Il pensiero del Lamartine esalta il ruolo centrale della famiglia, come sanno le migliaia e migliaia di persone che da ieri stanno affluendo a Roma, in pellegrinaggio per raggiungere la tomba di Pietro nel quadro delle iniziative dell’Anno della fede.

Esse danno testimonianza di un principio irrefutabile che, purtroppo, da più parti viene messo in discussione: la famiglia è modello e cellula strutturale della società. Lo è perché è il legame radicale tra persone diverse che si uniscono nell’esistere e nel progettare, nella fratellanza e nel reciproco sostegno e rispetto. Lo è nel bene e nel male: la famiglia che si sgretola quando prevalgono egoismi e rivalità è lo specchio della crisi di una società che privilegia gli interessi privati, che non sa sanare gli squilibri economici, e fa spallucce alla perdita di valori condivisi.

Solo all’interno della famiglia la coppia può possedere un valore assoluto, incarnando ciascuno dei suoi componenti un ruolo insostituibile, specialmente per quanto attiene alla formazione dei figli e alla trasmissione dei valori, consapevoli di essere “una carne sola”, come dice la Genesi.

E tuttavia il sesso non può costituire il collante unico di un matrimonio. Il piacere fine a se stesso non riesce ad armonizzare le anime in una vita comune: «Se il fine del matrimonio è la famiglia – scriveva Leone Tolstoj – allora l’uomo che desidera avere più donne oppure la donna che ricerca più uomini godranno sì di maggiori piaceri, ma non avranno una famiglia».

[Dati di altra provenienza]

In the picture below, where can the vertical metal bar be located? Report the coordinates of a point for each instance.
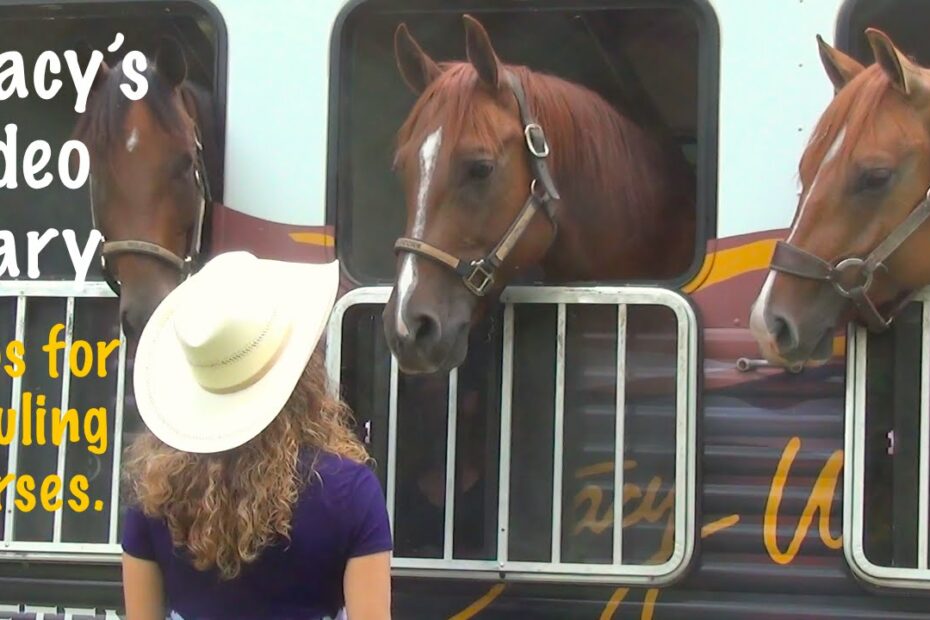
(65, 394)
(16, 402)
(558, 436)
(503, 499)
(923, 510)
(117, 437)
(449, 524)
(392, 443)
(619, 429)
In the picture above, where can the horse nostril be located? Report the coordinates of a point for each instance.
(425, 329)
(786, 334)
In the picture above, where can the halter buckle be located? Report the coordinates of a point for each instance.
(846, 266)
(536, 140)
(480, 278)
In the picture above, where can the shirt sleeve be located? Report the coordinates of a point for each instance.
(371, 531)
(137, 539)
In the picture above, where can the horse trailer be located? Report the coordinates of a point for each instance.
(611, 446)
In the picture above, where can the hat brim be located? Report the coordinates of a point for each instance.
(190, 418)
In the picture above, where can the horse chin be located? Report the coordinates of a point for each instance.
(420, 364)
(813, 357)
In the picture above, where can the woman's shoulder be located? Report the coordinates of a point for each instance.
(337, 471)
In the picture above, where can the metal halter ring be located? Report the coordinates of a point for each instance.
(531, 130)
(479, 279)
(843, 266)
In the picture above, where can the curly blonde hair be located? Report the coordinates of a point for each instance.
(225, 508)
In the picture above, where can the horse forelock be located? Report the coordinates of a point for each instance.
(855, 112)
(102, 126)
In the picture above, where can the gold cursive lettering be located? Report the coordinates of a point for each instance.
(820, 500)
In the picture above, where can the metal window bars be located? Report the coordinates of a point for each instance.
(556, 568)
(57, 547)
(56, 613)
(855, 495)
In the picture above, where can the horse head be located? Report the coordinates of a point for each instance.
(857, 246)
(149, 186)
(472, 163)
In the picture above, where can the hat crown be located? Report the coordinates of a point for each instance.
(228, 335)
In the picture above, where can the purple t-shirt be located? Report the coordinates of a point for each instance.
(339, 515)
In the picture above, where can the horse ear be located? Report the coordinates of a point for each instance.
(906, 76)
(170, 62)
(415, 66)
(841, 69)
(481, 53)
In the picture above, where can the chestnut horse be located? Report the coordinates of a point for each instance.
(486, 200)
(858, 244)
(152, 163)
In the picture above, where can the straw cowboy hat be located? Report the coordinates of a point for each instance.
(222, 353)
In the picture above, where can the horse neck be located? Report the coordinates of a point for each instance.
(613, 178)
(207, 121)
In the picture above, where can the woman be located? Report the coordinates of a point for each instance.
(251, 494)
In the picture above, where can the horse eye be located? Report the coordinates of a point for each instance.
(873, 179)
(480, 169)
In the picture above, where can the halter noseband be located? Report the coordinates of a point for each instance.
(186, 265)
(852, 278)
(478, 275)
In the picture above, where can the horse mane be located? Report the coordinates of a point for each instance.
(596, 152)
(100, 128)
(854, 109)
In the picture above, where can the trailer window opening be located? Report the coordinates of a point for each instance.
(887, 498)
(88, 310)
(656, 65)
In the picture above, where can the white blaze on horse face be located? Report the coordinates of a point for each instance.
(429, 151)
(133, 140)
(762, 302)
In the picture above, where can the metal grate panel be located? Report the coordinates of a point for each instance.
(683, 452)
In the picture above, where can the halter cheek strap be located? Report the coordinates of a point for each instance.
(478, 275)
(852, 278)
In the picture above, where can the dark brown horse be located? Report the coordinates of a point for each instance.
(613, 202)
(152, 164)
(858, 244)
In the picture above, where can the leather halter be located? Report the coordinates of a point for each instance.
(853, 277)
(185, 265)
(478, 275)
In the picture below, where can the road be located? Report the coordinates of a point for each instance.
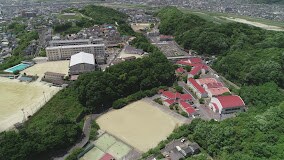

Oggi questo tipo di famiglia è affiancata da nuove forme di esperienza relazionale che la minano alle fondamenta, sminuendo una verità essenziale: l’amore suggellato col santo matrimonio é l’unico anello nuziale capace di unire intimamente corpi e cuori ed ha nella sua fecondità non solo la capacità di vincere la morte, ma anche di continuare la creazione divina. E perché sia ogni giorno così, nonostante le difficoltà della vita quotidiana basta poco. Bastano tre parole, quelle che papa Francesco ha suggerito pochi giorni fa chiudendo le Giornate mariane: permesso, scusa e grazie. La meno frequente tra coniugi è “permesso”, intesa come «posso fare questo?». Eppure essa, unita alle altre due, è il  toccasana della casa: «Se in una famiglia si dicono grazie, scusa e permesso, la famiglia va avanti».

Alla famiglia, a questa famiglia di cui c’è sempre più bisogno, la Chiesa dedicherà anche il Sinodo  ordinario del 2015 nella profonda convinzione, per dirla ancora con papa Francesco, che essa sia «ben più che un tema: è vita,  cammino di generazioni che si trasmettono la fede insieme con l’amore e con i valori fondamentali, è solidarietà concreta, fatica, pazienza, e anche progetto, speranza, futuro».

(Pubblicato anche su La Gazzetta del Sud, 27 ottobre 2013)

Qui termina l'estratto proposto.